Tourist First

Travel notes and advice from around the world. Above, the daily flight from Managua at the San Carlos, Nicaragua, airstrip.

Wednesday, August 21, 2024

Wisconsin: Family-Friendly Milwaukee


Milwaukee seems like a great place to grow up.
Lake Michigan beaches let toddlers
get their feet sandy.

 When I lived in Chicago in the late 1970s, I visited Milwaukee a couple of times (once for a Kinks concert at what was then called the Performing Arts Center), but I never knew the city well.  Now living in San Diego, I find myself in Milwaukee more often than when I lived 90 miles away in Chicago. My son has lived there for years now, met his wife and got married there, and graduated from law school there. They're raising their twin sons (almost nine months old as I write this) in this clean, friendly and surprisingly woke city.  When Jane and I first came to visit them here, we toured tiny neighborhood cocktail bars, beer bars with multiple pinball machines and trivia nights, and some excellent restaurants. Visits these days revolve around nap times and eateries that can accommodate a double stroller. 

       Jane and I just spent eight days there, giving us a chance to revisit the trendy Third Ward and to spend a few minutes walking along Lake Michigan. In the past we've stayed downtown at a Hilton Garden Inn just north of the Third Ward, and at the Saint Kate, a hotel near the Fiserv Forum (site of the 2024 Republican National Convention). This time we picked the Journeyman, a lively Kimpton hotel in the heart of the Third Ward with a far-too-popular rooftop bar.  Next time we think we'll return to the quieter Saint Kate, which is just a few blocks north of the Third Ward and has an excellent and serene  Champagne lounge.

       Jane and I had dinner a few times in the Third Ward, including at our hotel's restaurant, Tre Rivoli,  which makes a decent pizza. We had Indian food at Saffron on a deck overlooking the Milwaukee River. Saffron has one of the most unusual cocktail lists I've ever seen, some served with smoke-filled bubbles.  Edison, an old-school place on Broadway, the main drag, provided Jane with a perfect branzino and me with a succulent pork chop. 

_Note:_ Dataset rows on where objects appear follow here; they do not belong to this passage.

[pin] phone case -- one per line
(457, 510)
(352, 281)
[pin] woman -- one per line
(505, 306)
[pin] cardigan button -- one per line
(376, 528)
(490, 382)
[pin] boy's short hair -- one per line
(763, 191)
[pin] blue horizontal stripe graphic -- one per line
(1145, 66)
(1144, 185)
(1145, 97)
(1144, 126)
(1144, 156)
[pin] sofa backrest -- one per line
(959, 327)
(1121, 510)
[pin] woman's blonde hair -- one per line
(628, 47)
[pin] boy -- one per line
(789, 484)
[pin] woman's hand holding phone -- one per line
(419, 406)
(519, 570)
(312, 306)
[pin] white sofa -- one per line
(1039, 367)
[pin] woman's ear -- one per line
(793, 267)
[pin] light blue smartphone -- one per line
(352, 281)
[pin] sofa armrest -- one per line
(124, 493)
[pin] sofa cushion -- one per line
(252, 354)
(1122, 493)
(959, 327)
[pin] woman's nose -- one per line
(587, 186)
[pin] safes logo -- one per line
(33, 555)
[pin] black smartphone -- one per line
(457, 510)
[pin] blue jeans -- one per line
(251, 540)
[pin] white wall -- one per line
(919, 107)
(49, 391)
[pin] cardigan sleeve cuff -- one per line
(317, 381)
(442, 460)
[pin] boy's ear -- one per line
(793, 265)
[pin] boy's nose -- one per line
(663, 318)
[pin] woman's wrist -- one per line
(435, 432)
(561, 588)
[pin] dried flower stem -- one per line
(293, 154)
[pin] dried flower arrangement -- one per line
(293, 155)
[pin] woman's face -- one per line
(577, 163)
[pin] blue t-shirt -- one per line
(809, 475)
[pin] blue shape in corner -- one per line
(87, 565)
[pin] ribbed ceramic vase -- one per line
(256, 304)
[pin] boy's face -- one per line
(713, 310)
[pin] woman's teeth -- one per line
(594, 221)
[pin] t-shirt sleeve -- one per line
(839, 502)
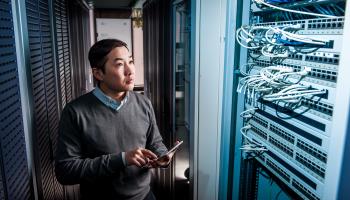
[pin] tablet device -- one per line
(173, 150)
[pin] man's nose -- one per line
(129, 69)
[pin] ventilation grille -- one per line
(14, 182)
(44, 94)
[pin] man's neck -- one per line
(119, 96)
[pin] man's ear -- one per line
(97, 73)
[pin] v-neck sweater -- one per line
(91, 139)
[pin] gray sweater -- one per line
(91, 139)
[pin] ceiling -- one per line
(112, 4)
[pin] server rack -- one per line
(297, 139)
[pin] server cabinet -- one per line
(289, 101)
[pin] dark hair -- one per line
(99, 51)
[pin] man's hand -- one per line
(139, 157)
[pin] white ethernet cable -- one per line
(294, 11)
(292, 36)
(272, 77)
(248, 36)
(248, 113)
(278, 78)
(242, 72)
(270, 51)
(293, 94)
(247, 40)
(252, 145)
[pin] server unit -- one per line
(289, 66)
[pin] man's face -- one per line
(119, 72)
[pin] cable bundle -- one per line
(276, 41)
(273, 84)
(269, 3)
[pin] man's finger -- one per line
(149, 154)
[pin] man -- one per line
(108, 138)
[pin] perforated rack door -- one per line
(44, 91)
(14, 179)
(63, 51)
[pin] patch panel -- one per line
(287, 177)
(319, 59)
(282, 147)
(257, 131)
(318, 106)
(306, 121)
(322, 26)
(321, 77)
(260, 121)
(311, 108)
(288, 173)
(320, 155)
(287, 150)
(279, 170)
(289, 133)
(314, 169)
(309, 60)
(283, 134)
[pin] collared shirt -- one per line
(111, 103)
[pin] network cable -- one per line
(266, 3)
(250, 145)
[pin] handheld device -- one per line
(173, 150)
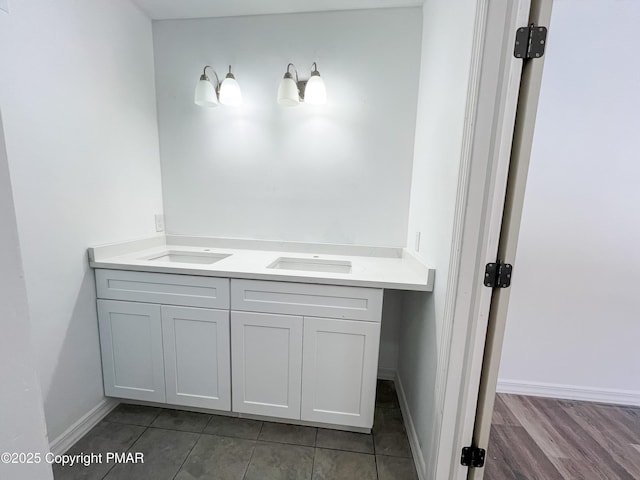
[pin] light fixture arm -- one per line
(288, 74)
(204, 77)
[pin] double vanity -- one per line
(265, 329)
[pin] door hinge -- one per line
(498, 275)
(530, 42)
(473, 457)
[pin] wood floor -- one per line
(547, 439)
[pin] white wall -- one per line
(77, 93)
(446, 57)
(338, 173)
(574, 314)
(22, 425)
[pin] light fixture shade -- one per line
(205, 95)
(230, 93)
(315, 92)
(288, 94)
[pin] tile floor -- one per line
(188, 446)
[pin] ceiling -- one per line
(171, 9)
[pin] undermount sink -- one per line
(175, 256)
(312, 265)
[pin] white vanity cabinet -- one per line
(131, 346)
(277, 349)
(158, 343)
(196, 357)
(304, 351)
(339, 371)
(267, 364)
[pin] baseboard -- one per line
(76, 431)
(386, 373)
(414, 443)
(569, 392)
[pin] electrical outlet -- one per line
(159, 222)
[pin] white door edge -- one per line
(491, 106)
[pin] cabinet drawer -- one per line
(169, 289)
(330, 301)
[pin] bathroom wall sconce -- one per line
(210, 95)
(291, 92)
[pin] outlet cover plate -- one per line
(159, 218)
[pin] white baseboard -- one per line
(386, 373)
(569, 392)
(76, 431)
(414, 443)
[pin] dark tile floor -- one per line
(188, 446)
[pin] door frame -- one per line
(492, 103)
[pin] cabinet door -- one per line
(266, 352)
(131, 346)
(196, 357)
(339, 371)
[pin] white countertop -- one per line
(377, 267)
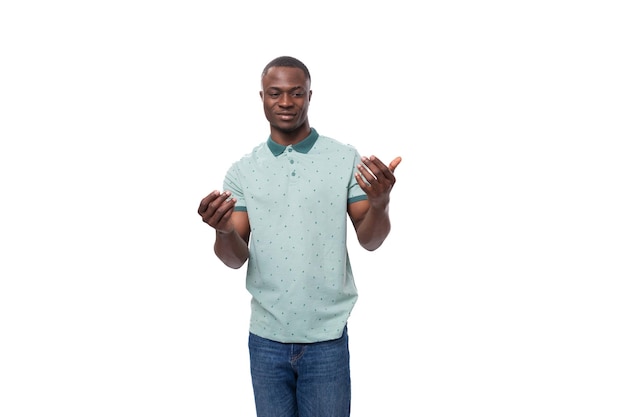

       The Third Ward has interesting shops and restaurants, but it's the neighborhoods north of downtown that our son has lived in, in a couple of apartments before buying a condo in a neighborhood known as Downer Woods, with Lake Michigan to the east and the University of Wisconsin Milwaukee campus to the west. It's a neighborhood of small multifamily buildings and stunningly large single-family mansions, many of them a century or so old and most of them in immaculate condition with manicured grounds. The shady sidewalks seem made for pushing baby strollers and the park playgrounds promise idyllic childhoods. We took the boys on a stroller ride through the campus, which I think should count as their first college visit.

      Jane and I had one lunch by ourselves and then a dinner with our son, daughter-in-law, and the twins on the patio at Cafe Hollander on nearby Downer Avenue. Cafe Hollander is a Belgian-style brasserie with several locations and reliable moules-frites. Another good outdoor family dinner was at Sala, a stroller-friendly Sicilian cafe a few blocks from their condo.

       Although I've been in Milwaukee a good bit in recent years, this is the first time I've posted about it. In the past I've visited the magnificent Santiago Calatrava-designed Milwaukee Museum of Art, but I didn't photograph it and I didn't see it on this last trip. The snapshots below, all from my August 2024 trip, offer a very limited view of a great American city:

Much of the lakefront north of downtown looks like this.

You can try, but there's no point looking for
whales in Lake Michigan.

A huge residential tower downtown as seen from
the Milwaukee's lake front.

Here's another view of that tower. We saw some swimmers,
 but there were more dogs than people in the water.

The Public Market is at the northern edge of the Third Ward and the 
southern edge of downtown.   


Inside the Public Market are candy counters, seafood
stalls and other vendors.

As it passes the Third Ward, the Milwaukee River
is lined by a restaurant-dotted walkway.

The patio at Cafe Hollander.

Throughout our son's posh neighborhood we saw
signs that Milwaukee is surprisingly woke.

Wokeness, an awareness of social injustice, is evident
in many yard signs. These are not uncommon in
Southern California, where I live, and I was
pleasantly surprised to see them in the Midwest. 
I like the idea that my grandsons will be growing up 
in such a community.




A Black Lives Matter sign adorns a lawn
in a neighborhood of mansions.

Shade trees and large houses line the streets in Downer Woods.


Who wouldn't want to push a stroller 
down this sidewalk?

One of many impressive homes 
in Downer Woods.

Two baby swings are just what these twins need.